MAS and MTI noted that in the quarters ahead, external inflation is likely to remain low amid weak demand conditions in key commodity markets and continued negative output gaps in Singapore's major trading partners.

"On the domestic front, cost pressures are expected to stay subdued. The accumulated slack in the labour market will weigh on wages. Nevertheless, core inflation is forecast to turn mildly positive in 2021, as the disinflationary effects of government subsidies introduced this year fade and demand for some domestic services gradually picks up," said MAS and MTI.

They added that accommodation costs are expected to fall, partly due to the decline in foreign employment, while private transport costs should rise modestly amid an anticipated reduction in the supply of certificates of entitlement.

Core inflation is expected to average between 0 per cent and 1 per cent next year, while overall inflation is projected to be between minus 0.5 and 0.5 per cent.

Maybank Kim Eng economists Chua Hak Bin and Lee Ju Ye said inflation might turn mildly positive before the end of the year, which is earlier than expected, but it will likely remain muted next year. “Job losses and wage cuts will cap domestic price pressures.
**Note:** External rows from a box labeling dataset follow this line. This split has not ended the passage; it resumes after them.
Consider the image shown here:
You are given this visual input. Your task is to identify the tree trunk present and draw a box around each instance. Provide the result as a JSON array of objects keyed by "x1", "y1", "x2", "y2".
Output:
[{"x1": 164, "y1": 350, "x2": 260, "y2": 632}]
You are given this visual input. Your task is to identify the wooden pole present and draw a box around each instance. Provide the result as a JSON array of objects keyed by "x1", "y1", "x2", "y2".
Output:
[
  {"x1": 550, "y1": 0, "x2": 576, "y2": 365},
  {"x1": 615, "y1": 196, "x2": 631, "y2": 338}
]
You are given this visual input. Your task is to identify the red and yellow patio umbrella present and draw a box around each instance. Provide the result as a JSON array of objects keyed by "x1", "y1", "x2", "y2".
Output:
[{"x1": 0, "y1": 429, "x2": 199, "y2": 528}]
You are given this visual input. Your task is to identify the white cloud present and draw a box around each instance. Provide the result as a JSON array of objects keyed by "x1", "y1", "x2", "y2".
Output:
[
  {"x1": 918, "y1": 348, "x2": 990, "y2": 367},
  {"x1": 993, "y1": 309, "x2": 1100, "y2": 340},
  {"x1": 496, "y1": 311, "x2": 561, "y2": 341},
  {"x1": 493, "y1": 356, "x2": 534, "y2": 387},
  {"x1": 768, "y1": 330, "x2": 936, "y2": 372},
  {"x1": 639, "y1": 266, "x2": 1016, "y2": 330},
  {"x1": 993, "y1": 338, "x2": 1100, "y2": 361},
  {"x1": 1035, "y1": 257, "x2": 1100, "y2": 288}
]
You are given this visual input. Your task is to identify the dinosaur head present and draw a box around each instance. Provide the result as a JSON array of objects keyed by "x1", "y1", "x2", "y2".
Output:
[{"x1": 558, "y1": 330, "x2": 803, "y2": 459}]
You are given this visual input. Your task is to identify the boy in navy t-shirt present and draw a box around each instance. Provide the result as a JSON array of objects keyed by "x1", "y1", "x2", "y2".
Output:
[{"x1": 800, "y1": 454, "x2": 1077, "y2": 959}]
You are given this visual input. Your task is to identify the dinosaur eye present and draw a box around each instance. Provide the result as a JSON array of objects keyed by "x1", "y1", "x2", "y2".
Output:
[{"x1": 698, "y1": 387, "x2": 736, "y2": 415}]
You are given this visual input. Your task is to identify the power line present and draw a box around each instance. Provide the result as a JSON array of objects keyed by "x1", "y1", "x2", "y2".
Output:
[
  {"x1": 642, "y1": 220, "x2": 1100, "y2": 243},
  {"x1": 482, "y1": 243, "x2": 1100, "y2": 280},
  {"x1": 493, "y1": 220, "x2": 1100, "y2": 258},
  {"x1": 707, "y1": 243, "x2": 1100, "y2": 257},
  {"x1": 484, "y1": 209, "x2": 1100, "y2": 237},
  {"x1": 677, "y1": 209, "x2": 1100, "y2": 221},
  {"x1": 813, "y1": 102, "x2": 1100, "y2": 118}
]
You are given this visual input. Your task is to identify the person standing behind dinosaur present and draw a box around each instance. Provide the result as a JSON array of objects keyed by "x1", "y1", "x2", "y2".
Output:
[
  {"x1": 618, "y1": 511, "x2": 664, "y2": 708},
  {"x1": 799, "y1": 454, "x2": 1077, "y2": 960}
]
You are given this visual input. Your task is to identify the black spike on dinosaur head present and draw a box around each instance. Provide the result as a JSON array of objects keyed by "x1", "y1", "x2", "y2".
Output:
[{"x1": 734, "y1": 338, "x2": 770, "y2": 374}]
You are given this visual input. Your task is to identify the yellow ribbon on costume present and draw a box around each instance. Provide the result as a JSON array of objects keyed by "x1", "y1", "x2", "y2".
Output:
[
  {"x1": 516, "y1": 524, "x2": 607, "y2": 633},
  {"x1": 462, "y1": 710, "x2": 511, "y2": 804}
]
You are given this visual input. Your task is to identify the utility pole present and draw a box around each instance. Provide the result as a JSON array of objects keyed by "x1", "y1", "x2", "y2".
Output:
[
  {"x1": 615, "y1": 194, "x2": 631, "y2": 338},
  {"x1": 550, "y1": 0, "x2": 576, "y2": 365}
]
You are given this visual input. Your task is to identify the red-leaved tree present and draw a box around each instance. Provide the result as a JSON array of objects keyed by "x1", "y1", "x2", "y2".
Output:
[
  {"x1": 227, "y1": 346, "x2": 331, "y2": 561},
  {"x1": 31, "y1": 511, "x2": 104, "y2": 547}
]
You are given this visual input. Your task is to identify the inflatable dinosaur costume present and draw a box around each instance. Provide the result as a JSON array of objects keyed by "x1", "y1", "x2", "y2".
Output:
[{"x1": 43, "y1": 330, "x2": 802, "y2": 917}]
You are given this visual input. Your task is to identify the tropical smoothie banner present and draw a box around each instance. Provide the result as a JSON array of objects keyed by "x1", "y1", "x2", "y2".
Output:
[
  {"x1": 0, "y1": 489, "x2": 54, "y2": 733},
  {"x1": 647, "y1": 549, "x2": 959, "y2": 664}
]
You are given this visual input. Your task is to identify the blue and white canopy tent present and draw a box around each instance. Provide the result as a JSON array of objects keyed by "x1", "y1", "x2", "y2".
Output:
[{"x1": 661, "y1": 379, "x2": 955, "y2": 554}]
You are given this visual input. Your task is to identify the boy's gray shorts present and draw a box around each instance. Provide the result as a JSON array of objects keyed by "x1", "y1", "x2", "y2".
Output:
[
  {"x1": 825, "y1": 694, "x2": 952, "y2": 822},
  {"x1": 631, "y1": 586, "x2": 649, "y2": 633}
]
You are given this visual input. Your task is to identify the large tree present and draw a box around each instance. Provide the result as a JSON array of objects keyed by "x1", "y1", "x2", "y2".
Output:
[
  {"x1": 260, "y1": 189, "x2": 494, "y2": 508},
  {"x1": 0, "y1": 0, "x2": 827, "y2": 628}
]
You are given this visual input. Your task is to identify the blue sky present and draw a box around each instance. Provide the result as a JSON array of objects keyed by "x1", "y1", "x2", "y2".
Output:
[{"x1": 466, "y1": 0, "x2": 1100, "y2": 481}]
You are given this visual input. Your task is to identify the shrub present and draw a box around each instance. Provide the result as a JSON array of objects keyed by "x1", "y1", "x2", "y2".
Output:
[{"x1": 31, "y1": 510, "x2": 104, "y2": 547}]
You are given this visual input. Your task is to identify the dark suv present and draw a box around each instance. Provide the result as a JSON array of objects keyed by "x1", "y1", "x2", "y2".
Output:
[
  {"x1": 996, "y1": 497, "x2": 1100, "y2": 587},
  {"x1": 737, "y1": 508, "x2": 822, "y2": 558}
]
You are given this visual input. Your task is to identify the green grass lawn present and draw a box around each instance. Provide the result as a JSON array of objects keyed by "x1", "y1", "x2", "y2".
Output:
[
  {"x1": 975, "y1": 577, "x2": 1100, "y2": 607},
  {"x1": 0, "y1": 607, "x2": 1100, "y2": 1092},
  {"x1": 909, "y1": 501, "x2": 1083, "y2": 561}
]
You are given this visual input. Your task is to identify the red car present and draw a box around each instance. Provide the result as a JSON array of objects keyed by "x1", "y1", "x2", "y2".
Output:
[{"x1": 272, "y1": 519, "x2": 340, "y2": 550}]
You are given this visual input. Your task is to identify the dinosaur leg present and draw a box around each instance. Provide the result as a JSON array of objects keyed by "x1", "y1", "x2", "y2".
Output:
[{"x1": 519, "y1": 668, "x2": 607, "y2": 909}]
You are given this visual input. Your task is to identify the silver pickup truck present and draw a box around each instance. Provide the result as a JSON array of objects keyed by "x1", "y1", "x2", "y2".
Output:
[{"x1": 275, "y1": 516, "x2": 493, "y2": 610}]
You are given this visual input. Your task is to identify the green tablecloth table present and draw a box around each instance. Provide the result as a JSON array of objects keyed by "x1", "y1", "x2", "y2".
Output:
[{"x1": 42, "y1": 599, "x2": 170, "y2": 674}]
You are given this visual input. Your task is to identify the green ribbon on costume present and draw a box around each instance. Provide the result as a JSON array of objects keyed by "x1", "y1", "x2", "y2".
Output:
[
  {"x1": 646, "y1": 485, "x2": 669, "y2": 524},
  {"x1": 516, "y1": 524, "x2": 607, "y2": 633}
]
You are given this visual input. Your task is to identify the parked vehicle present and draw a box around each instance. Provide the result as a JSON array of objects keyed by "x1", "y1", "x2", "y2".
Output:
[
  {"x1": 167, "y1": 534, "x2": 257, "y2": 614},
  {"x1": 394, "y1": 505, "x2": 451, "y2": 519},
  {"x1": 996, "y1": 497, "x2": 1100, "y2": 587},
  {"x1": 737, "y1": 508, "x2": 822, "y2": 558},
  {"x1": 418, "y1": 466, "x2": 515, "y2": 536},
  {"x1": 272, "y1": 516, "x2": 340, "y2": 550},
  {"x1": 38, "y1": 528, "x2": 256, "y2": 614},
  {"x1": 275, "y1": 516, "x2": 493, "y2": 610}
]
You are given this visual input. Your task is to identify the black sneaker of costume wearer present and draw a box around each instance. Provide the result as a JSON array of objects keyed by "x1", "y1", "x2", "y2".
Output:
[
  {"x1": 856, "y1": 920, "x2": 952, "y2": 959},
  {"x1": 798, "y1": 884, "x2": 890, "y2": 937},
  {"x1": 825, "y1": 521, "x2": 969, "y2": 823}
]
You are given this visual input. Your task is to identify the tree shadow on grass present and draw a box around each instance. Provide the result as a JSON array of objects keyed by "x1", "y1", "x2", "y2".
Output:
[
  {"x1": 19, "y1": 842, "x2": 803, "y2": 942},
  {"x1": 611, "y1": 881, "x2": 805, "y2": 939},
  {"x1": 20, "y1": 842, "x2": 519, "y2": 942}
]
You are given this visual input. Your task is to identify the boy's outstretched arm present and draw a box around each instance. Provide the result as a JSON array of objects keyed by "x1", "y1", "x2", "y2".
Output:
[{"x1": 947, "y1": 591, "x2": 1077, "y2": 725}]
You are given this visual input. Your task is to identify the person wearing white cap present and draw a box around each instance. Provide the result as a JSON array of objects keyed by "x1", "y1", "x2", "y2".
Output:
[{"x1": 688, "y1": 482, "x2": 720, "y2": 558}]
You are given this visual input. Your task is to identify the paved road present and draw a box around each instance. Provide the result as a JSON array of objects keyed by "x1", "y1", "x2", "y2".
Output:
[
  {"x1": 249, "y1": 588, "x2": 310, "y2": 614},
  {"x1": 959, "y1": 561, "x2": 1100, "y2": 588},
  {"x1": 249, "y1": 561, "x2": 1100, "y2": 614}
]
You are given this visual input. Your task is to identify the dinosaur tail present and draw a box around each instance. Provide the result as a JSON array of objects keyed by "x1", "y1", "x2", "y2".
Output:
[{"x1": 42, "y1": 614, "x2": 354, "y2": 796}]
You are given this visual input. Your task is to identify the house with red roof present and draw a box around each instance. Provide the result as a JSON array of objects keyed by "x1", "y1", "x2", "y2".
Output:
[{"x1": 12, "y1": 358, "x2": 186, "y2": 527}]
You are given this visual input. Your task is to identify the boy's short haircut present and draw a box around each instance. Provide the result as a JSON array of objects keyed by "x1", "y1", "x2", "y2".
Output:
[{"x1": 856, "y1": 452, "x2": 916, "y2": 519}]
External inflation will also stay soft due to weak commodity prices.”

Likewise, Barclays Bank economist Brian Tan expects core inflation in October to be positive as Singapore’s economy continues to recover after the easing of social distancing measures, although at still weak levels. 

United Overseas Bank economist Barnabas Gan said that while low consumer prices could still be seen for the rest of this year, inflation from food, communications and vehicle costs could cushion the deflationary effects from other clusters in the coming months. 

He added: “Low oil prices amid an absent tourism-driven demand will likely be headwind drivers against any significant uptick in inflationary pressures.” 

The bank’s full-year overall and core inflation forecasts are minus 0.3 per cent for this year.

Ms Selena Ling, OCBC Bank head of treasury research and strategy, said that as Singapore's economy prepares to transit to phase three by the end of this year, there might be room for consumer spending to pick up and this could bode well for domestic prices to return to positive territory early next year. 

The bank expects full-year overall and core inflation for this year to be minus 0.3 per cent and minus 0.2 per cent respectively, before the figures become positive next year.